In quella sede infatti, è stata pacificamente dichiarata la compatibilità fra i due istituti ed è stato escluso che l’istanza di distrazione delle spese avanzata dal legale ex art.93 cpc possa costituire rinuncia implicita al beneficio del patrocinio a spese dello Stato, con la conseguenza della revoca del beneficio sin dall’ammissione.

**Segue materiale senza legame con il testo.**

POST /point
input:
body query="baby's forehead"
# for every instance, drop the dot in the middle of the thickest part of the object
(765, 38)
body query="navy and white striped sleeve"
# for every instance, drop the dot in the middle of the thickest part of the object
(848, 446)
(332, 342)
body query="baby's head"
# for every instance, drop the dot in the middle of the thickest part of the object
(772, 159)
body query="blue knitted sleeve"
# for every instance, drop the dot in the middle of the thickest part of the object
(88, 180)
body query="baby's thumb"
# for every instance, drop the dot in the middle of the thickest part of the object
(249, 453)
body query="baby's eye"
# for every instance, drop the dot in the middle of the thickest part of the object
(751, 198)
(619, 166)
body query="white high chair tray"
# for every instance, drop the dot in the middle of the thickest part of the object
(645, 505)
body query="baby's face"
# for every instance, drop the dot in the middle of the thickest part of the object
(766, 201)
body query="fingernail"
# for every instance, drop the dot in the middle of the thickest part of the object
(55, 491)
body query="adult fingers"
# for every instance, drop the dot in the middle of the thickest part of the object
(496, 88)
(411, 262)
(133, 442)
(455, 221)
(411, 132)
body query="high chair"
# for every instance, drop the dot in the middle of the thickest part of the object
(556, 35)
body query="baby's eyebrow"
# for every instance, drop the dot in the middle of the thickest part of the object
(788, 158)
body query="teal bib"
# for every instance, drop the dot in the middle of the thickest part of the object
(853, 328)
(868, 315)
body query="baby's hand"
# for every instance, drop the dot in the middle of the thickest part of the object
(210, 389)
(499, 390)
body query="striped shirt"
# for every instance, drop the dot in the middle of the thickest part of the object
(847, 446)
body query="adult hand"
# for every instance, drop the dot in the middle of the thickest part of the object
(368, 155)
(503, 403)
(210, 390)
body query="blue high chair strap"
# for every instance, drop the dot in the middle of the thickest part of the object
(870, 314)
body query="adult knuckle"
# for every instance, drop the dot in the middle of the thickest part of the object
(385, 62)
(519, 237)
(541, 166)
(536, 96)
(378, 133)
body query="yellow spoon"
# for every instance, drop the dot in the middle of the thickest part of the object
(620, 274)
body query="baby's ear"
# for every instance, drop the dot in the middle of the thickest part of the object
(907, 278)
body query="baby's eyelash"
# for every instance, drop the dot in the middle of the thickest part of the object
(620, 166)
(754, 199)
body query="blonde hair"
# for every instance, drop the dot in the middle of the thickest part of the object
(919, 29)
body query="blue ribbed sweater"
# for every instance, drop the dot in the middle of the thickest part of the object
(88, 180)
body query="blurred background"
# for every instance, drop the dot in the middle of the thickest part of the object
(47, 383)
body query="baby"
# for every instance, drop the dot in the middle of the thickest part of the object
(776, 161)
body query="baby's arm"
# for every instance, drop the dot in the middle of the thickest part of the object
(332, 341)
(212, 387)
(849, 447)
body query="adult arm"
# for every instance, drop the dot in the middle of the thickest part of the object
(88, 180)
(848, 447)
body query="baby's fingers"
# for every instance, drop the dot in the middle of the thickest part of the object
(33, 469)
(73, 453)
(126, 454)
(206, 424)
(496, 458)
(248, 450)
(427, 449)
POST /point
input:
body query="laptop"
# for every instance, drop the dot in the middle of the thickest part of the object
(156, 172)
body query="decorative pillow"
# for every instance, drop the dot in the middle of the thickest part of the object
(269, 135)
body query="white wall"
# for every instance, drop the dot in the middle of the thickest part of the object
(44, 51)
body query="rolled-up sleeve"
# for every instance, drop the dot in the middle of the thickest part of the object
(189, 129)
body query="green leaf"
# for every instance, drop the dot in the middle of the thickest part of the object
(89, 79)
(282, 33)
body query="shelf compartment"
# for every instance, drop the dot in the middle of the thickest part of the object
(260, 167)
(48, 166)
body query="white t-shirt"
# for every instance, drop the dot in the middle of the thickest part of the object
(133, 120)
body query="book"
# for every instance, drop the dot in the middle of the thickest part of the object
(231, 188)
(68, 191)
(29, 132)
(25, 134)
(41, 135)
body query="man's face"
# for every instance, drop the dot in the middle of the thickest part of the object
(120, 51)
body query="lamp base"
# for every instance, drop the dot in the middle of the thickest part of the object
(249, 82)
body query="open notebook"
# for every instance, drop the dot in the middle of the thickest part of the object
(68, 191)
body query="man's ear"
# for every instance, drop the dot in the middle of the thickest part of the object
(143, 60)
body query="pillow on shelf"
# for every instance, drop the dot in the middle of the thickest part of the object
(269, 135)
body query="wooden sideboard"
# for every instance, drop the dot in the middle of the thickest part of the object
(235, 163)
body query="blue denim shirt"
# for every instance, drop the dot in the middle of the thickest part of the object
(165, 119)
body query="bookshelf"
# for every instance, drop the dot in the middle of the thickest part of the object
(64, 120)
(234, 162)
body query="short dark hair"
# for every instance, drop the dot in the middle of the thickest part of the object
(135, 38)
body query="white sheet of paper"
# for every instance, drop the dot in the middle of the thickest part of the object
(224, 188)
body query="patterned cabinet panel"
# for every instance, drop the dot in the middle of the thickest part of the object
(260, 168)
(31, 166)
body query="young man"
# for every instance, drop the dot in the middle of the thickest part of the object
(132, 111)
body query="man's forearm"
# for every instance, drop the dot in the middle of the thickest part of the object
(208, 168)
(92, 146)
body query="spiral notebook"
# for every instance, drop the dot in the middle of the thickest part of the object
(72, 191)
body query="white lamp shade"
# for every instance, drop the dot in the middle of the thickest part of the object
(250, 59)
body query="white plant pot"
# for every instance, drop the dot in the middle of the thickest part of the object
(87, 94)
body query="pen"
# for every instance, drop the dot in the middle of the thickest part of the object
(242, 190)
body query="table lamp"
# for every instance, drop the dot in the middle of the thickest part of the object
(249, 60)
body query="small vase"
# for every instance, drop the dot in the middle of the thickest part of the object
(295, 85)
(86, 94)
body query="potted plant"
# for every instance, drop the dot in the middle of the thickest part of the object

È stata posta l’attenzione sulla circostanza per la quale il beneficiario dell’ammissione al Patrocinio è esclusivamente il cliente non abbiente e non il difensore; il difensore, infatti, è privo del potere di disporre di un diritto proprio della parte assistita. Ciò detto, la rinuncia all’ammissione può provenire solo dal beneficiario, mentre l’istanza di distrazione costituisce un diritto proprio ed esclusivo dell’avvocato, che può trovare accoglimento fintanto che la controparte venga condannata al pagamento delle spese.
Da un punto di vista deontologico è bene evidenziare tuttavia, che l’avvocato deve sempre agire in conformità al mandato ricevuto e che pertanto, sapendo che il proprio cliente ha ottenuto l’ammissione al patrocinio, non può sottacere la circostanza, altrimenti incorrendo in violazioni deontologiche.
Si ritiene pertanto che l’avvocato possa presentare istanza di distrazione solo laddove consti espressa rinunzia da parte del cliente al beneficio del patrocinio a spese dello Stato: così da ultimo si è espresso il CNF nel luglio 2023.